International Concrete Abstracts Portal

SP112 Nondestructive Testing of Concrete has been especially prepared to present, examine, and promote the use of nondestructive testing techniques in concrete construction. Providing the latest information on the development and applications of nondestructive testing techniques, this collection of 11 papers will be of interest to anyone working in the field of concrete.

Presents a comparison of 28 day concrete strength as measured by field probe penetration tests and standard laboratory cylinders. Over a period of 11 months, 318 matched sets of tests were performed on 4000-psi concrete at four major projects. Primary field variables include the project location, operators, test guns, and the element type on which the field tests were made. Corrections to account for temperature variations are considered. Results include statistical analysis of the effects of test parameters and the correlation between field and laboratory results. Based on standard statistical tests, it is concluded that the variability of field probe results is similar to that of the corresponding laboratory cylinder tests. Results did not depend significantly on operators or the particular equipment used. However, results did depend significantly on the type of structural element tested and on the range setting of the firing gun. It is concluded that the calibration charts provided with the equipment should be reviewed.

Pullout testing and maturity have practical construction applications. Maturity is used to determine curing duration. The pullout test is used to determine in-place strength and to verify the adequacy of cure. Personal computers with spreadsheet software are tools that can benefit concrete construction. Templates developed using spreadsheet software can be used to acquire and analyze relationships between in-place strength and compressive strength, and maturity. Experimental investigations using pullout testing and maturity were undertaken and are reported using graphic features of spreadsheet software. The results of these experimental investigations show that curing environment can affect in-place strength relationships. Also, the results show that top to bottom strength differences can exist and should be considered when determining in-place strength. The results obtained using the compressible disk pullout assemblies indicate that this test method can be used to determine in-place strength without formwork removal, and the method should be further researched.
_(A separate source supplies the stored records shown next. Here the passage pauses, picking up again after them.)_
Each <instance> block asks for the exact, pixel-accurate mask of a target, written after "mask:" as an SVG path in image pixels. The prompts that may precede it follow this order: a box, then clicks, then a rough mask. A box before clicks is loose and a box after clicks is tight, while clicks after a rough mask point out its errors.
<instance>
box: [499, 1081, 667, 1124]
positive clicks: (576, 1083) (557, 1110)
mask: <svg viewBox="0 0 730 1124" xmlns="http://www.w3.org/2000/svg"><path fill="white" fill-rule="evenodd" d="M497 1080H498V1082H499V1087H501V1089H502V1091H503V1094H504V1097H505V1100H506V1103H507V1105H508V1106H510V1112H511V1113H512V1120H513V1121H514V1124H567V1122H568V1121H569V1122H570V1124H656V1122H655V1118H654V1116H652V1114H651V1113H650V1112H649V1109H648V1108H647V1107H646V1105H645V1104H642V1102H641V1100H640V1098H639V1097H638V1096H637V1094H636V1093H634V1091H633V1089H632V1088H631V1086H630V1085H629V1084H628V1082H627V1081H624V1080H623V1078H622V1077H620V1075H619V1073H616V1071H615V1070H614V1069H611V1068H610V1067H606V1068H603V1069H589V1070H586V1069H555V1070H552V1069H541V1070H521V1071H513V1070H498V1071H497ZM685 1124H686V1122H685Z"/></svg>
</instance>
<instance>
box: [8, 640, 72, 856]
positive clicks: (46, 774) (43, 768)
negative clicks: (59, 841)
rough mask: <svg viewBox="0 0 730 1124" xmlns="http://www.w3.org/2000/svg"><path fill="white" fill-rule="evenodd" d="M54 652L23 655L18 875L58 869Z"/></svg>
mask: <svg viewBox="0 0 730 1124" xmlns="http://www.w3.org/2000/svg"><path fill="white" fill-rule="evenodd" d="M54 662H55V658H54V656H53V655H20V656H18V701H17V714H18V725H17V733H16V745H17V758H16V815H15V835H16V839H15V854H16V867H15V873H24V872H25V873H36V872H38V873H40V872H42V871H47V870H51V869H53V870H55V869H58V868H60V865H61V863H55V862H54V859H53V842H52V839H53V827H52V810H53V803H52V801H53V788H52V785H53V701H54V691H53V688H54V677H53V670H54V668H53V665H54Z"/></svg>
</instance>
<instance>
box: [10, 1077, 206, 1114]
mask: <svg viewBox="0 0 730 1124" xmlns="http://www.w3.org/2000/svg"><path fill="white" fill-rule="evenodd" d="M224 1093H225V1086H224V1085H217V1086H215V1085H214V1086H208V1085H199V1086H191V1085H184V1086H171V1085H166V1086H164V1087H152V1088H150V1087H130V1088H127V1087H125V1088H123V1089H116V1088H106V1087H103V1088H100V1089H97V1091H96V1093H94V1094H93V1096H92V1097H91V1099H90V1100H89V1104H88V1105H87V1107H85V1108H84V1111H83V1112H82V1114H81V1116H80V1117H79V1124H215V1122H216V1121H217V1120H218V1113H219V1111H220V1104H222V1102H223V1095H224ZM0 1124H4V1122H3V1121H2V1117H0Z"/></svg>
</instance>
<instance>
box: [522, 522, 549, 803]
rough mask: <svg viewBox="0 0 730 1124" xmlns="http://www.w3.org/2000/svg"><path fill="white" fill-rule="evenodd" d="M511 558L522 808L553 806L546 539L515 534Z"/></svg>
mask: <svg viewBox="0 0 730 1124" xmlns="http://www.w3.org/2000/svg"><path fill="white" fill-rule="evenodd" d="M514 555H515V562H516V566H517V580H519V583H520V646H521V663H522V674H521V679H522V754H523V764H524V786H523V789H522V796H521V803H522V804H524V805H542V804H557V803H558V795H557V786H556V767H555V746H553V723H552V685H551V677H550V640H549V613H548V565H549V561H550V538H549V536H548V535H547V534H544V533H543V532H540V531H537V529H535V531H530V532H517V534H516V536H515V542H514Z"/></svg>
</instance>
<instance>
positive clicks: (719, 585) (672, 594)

Presents an investigation to determine the within-test variability of various nondestructive test methods (NDT) and the correlation between NDT test results and the corresponding compressive strength of cores. The size effects of coarse aggregate on the variability and correlation were also evaluated. The NDT test methods evaluated in the test series include rebound hammer, pulse velocity, probe penetration, pullout, and CAPO (cut and pullout). Companion tests of field-cured standard cylinders and cores were also made at the ages when the NDT tests were made. Results show that the within-test variability of the in situ tests reported (except the pulse velocity test) is two to five times higher than that of the corresponding standard compression test and is affected significantly by the amount of coarse aggregate and its size. There is a good relationship between the results of in situ tests and the compressive strength. In general, the highest degree of correlation is for the pullout test followed by that for the CAPO (cut and pullout) test and rebound test, probe penetration test, and pulse velocity test.

Aim is to analyze the correlations between several nondestructive measured values (ultrasonic velocity and attenuation, rebound number) and the compressive strength of concrete. A computational program performs a step-by-step analysis. First, isolated linear correlations are established for each one of the three nondestructive tests. Then the results are compared with each other in the sense of a general multiple correlation of the values. Since the results obtained from the nondestructive tests are equally scattered, the program determines interactively, in a second step, the multiple coefficients of correlation and restarts the analysis several times by tentatively disregarding the presumably bad experimental results. Since the measured values also comprise a large spectrum of magnitude, limits of validity of the assumed correlations are investigated concomitantly with the process of analysis. A last step is performed to identify a tendency of deviation of the single and multiple correlations from the basic linear ones.